The most expensive fountain pen Namiki has ever produced is Sakura. It’s a stunning, complex piece created by legendary urushi artist Kyusai Yoshida. Then he retired. Several locals bought the pen, priced at $23,800, when it was released. Only 62 pieces were made.
During Pilot Corporation’s 100th anniversary in 2018, it released a set of seven Namiki pens. Only 25 sets were made, with each going at $75,000. The company enlisted 11 artisans to complete this artistic endeavour. Teh managed to convince his headquarters to produce another 100 sets “with a slightly different design”. He believed that there would be demand for it. He was right; everything was snapped up.
Do customers use such pens, especially since one is the same price as the down payment of an apartment? Yes, says Teh, although he doesn’t recommend it. “If you drop the pen, the damage can be hard to rectify. To try and fix it, the artisan will have to retrieve all the materials used to create the artwork in the first place. If there’s a dent, it can’t be repaired,” says Teh.

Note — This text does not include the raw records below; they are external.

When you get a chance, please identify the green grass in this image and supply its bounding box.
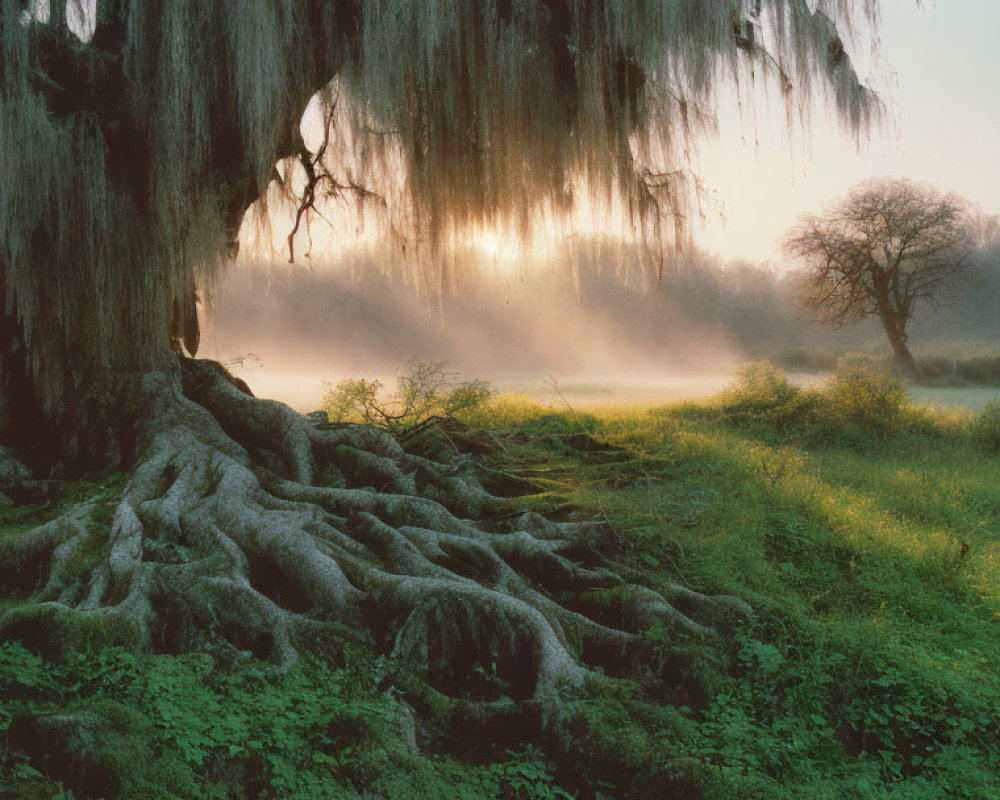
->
[466,380,1000,798]
[0,375,1000,800]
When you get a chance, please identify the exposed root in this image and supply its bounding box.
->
[0,361,749,764]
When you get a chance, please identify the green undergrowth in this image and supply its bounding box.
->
[464,372,1000,800]
[0,372,1000,800]
[0,642,569,800]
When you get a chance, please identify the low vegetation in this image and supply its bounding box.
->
[0,360,1000,800]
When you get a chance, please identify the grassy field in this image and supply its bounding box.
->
[0,365,1000,800]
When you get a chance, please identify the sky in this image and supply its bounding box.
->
[696,0,1000,267]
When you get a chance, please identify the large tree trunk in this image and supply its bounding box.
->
[0,357,750,788]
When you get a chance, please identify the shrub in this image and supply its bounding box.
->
[823,355,915,436]
[722,361,816,433]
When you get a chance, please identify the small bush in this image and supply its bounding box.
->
[970,400,1000,453]
[823,356,914,435]
[722,361,817,433]
[323,359,494,431]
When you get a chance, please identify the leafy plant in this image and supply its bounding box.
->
[823,356,912,436]
[323,359,494,431]
[721,361,816,433]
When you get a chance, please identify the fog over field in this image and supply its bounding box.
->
[203,248,744,410]
[202,234,1000,411]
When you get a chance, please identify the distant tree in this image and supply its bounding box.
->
[784,180,976,375]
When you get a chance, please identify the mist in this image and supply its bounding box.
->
[203,242,746,410]
[202,234,1000,411]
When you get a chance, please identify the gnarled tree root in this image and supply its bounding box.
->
[0,361,749,792]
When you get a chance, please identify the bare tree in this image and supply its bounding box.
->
[784,179,975,375]
[0,0,877,795]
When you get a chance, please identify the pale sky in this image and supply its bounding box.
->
[697,0,1000,265]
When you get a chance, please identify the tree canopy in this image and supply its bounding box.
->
[785,179,975,373]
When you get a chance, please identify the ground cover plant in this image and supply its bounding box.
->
[0,365,1000,800]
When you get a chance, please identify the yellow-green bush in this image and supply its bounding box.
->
[721,361,817,432]
[823,356,916,435]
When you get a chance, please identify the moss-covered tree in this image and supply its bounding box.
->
[0,0,875,792]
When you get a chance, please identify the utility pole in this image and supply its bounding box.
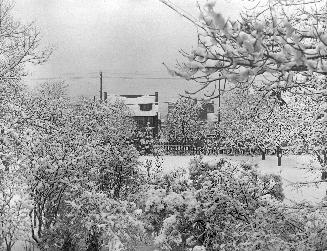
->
[100,71,102,101]
[218,79,221,124]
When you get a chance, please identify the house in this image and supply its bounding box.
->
[120,92,160,136]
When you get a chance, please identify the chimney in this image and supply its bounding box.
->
[154,92,159,103]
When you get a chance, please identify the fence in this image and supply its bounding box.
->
[154,144,292,155]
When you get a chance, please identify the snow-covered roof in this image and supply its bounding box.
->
[119,95,159,117]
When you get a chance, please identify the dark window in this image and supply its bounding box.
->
[140,104,152,111]
[206,103,215,113]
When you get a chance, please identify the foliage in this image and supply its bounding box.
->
[0,0,52,250]
[165,98,203,144]
[132,125,154,155]
[142,159,327,250]
[24,83,142,250]
[161,0,327,95]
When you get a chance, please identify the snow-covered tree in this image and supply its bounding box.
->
[219,90,299,158]
[21,83,142,250]
[161,0,327,98]
[141,159,327,251]
[164,98,203,144]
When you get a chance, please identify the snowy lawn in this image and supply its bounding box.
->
[140,155,327,203]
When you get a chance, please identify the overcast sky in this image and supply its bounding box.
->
[15,0,243,113]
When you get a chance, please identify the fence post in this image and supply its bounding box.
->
[277,146,282,166]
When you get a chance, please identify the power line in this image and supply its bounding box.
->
[27,76,184,81]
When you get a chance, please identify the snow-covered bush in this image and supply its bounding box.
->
[23,83,143,250]
[164,98,203,144]
[141,159,327,250]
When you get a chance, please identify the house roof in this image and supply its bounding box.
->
[118,95,159,117]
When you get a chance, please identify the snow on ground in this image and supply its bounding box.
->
[140,155,327,203]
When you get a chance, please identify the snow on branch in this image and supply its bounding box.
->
[161,0,327,96]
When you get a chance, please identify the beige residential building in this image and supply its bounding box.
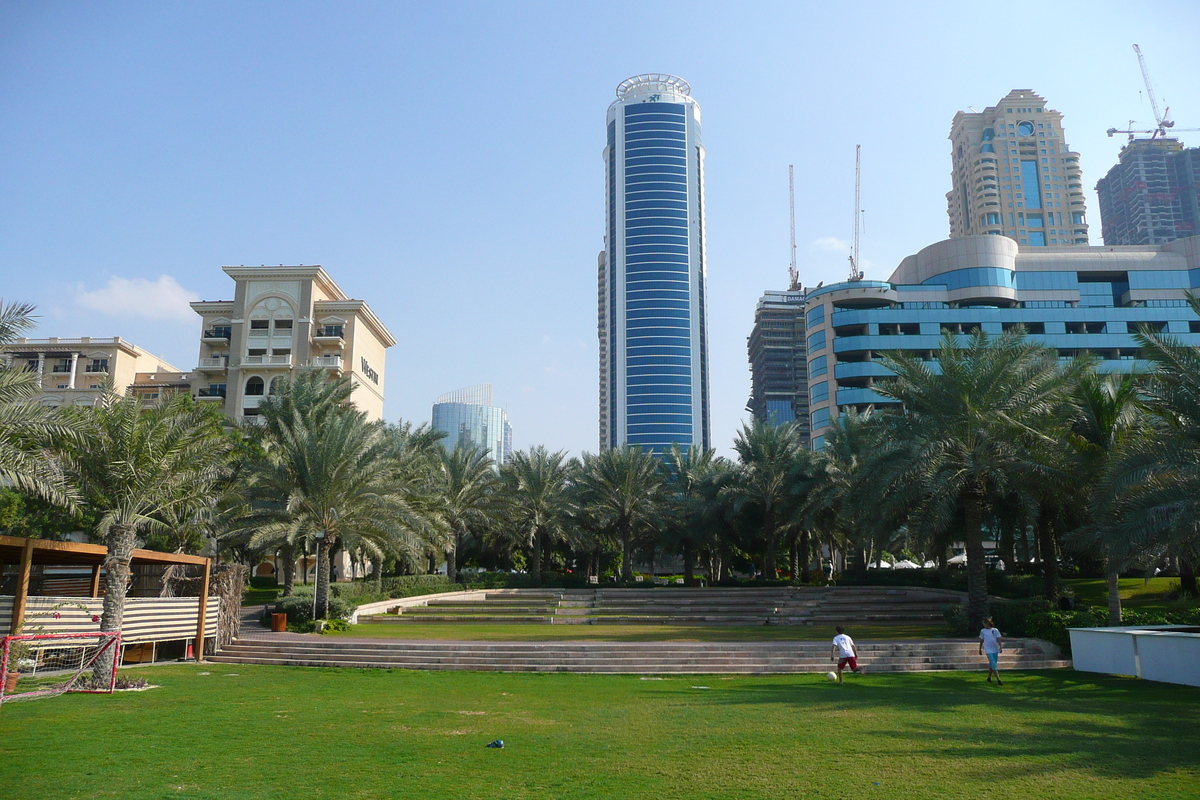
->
[192,266,396,420]
[946,89,1087,247]
[0,336,188,405]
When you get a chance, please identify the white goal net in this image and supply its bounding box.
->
[0,631,121,704]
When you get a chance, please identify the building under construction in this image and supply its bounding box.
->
[1096,137,1200,245]
[746,288,809,446]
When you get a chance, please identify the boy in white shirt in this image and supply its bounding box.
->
[979,616,1004,686]
[829,625,866,684]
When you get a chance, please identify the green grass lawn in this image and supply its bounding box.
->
[0,664,1200,800]
[328,622,946,642]
[1063,578,1195,610]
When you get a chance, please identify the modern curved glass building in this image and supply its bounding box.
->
[804,235,1200,450]
[432,384,512,465]
[598,74,709,453]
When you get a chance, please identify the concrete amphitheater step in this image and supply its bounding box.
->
[210,637,1070,674]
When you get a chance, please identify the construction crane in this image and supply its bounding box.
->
[1133,44,1175,138]
[787,164,800,291]
[850,144,863,281]
[1108,44,1200,142]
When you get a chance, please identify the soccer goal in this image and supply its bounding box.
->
[0,631,121,704]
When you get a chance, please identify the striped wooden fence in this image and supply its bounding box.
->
[0,596,221,644]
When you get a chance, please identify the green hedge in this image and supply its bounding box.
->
[274,587,358,625]
[942,597,1036,637]
[840,569,1045,599]
[1022,608,1200,652]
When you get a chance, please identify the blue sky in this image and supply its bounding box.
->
[0,0,1200,453]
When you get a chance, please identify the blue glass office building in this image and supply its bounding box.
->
[598,74,709,453]
[804,235,1200,450]
[432,384,512,465]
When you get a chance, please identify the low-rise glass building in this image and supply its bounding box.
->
[804,235,1200,450]
[432,384,512,464]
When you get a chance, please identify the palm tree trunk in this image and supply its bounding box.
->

n a world of planned obsolescence, it’s refreshing to hear from Teh that his customers comprise the entire spectrum. From professionals in their mid-20s to changemakers in their 60s, many have fallen in love with Namiki’s writing instruments. Teh shares that collectors tend to start with roller balls before moving on to the fountain pens. “There’s just something about the gold nib of a fountain pen that blends well with the art.” And, unlike art on canvas, which has to be hung on walls, a Namiki pen can be carried in your pocket and taken out to admire when you’re at a traffic stop. You can’t do that with a Mona Lisa.